Conventional ultrasound systems are known to inadvertently receive such noise via whatever antenna-like apparatus (e.g., cables, interconnects) or antenna-emulating circuitry included in the ultrasound equipment. TEE probes are inherently good receiving antenna, because they include a relatively long cable connected between the probe and imaging system. The end result in any case is an inability of ultrasound diagnostic imaging to be utilized during ESU usage, or other high noise environments. This may include pre-operative assessment, postoperative assessment, or any time during actual surgery or other interventional procedure where an ESU or other noise generators are operating.
While attempts have been made to shield transducers from broadband RF radiation, no efforts are known herebefore to be effective, particularly for transducers or transducer probes used in the OR concurrently with the used of interventional equipment. Insufficient or incomplete electric shielding allows RF or EM energy to be coupled onto ultrasound coaxial and other electrical cables and circuits found within transducer housings. The coupled (received) energy makes its way into the ultrasound imaging system. If signal filters are not employed (which are not only expensive but take up precious space), ESU or other noise will be processed along with non-rejected imaging data and displayed on the imaging system display, complicating diagnoses.
It is therefore an object of this invention to provide an electromagnetically shielded transducer and/or transducer probe, as well as their respective assemblies, in order to avoid electromagnetic interference (EMI), for example, interference from radio frequency (RF) signals, RF interference or interference from electrical signals.
It is therefore an object of this invention to provide an electromagnetically shielded transducer and/or transducer probe, as well as their respective assemblies, in order to avoid any EM interference, regardless of its source or species, and particularly that generated proximate an ultrasound probe/system such as OR equipment (e.g., an ESU).
It is another object of this invention to provide an electromagnetically shielded transducer probe and/or assembly which is effectively shielded from EMI (RFI).
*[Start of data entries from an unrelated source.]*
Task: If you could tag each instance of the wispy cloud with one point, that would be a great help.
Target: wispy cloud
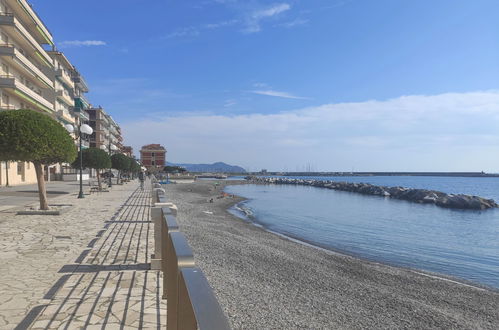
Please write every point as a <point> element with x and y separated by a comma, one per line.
<point>294,23</point>
<point>212,26</point>
<point>230,103</point>
<point>190,31</point>
<point>285,95</point>
<point>253,20</point>
<point>446,132</point>
<point>81,43</point>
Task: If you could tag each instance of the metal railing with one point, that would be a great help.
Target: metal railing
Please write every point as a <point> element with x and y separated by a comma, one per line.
<point>191,302</point>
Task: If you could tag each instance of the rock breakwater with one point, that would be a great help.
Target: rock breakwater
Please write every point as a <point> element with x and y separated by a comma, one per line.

We define transducer probe herein as a species of transducer, where TEE probes are a species of transducer probe.
It is another object of the invention to provide a transducer probe which is sufficiently shielded to essentially eradicate noise broad band, for example, at least 100 dB down broad spectrum, or at least at frequencies where particularly troubling noise may be found, e.g., frequency emitted from an ESU, as well as flexible enough in its gastroscopic portions to be useful.
One embodiment of this invention includes a transducer or transducer assembly in which all transducer components, which may include the sensor, sensor stack, transducer array, sensor interconnects, cabling housing and system interconnects, are entirely shielded. Any shield comprising what may be referred to as a system of shield to entirely shield every transducer component is preferably connected to ground (whether floating or earth ground) to minimize the impedance of the shield to current flow, thereby maximizing the shielding effect of same.
One embodiment of a transducer probe of this invention include that every component from a transducer connector to the endoscopic portion be completely shielded whereby the shield is implemented in such a manner as to maintain maximum flexibility.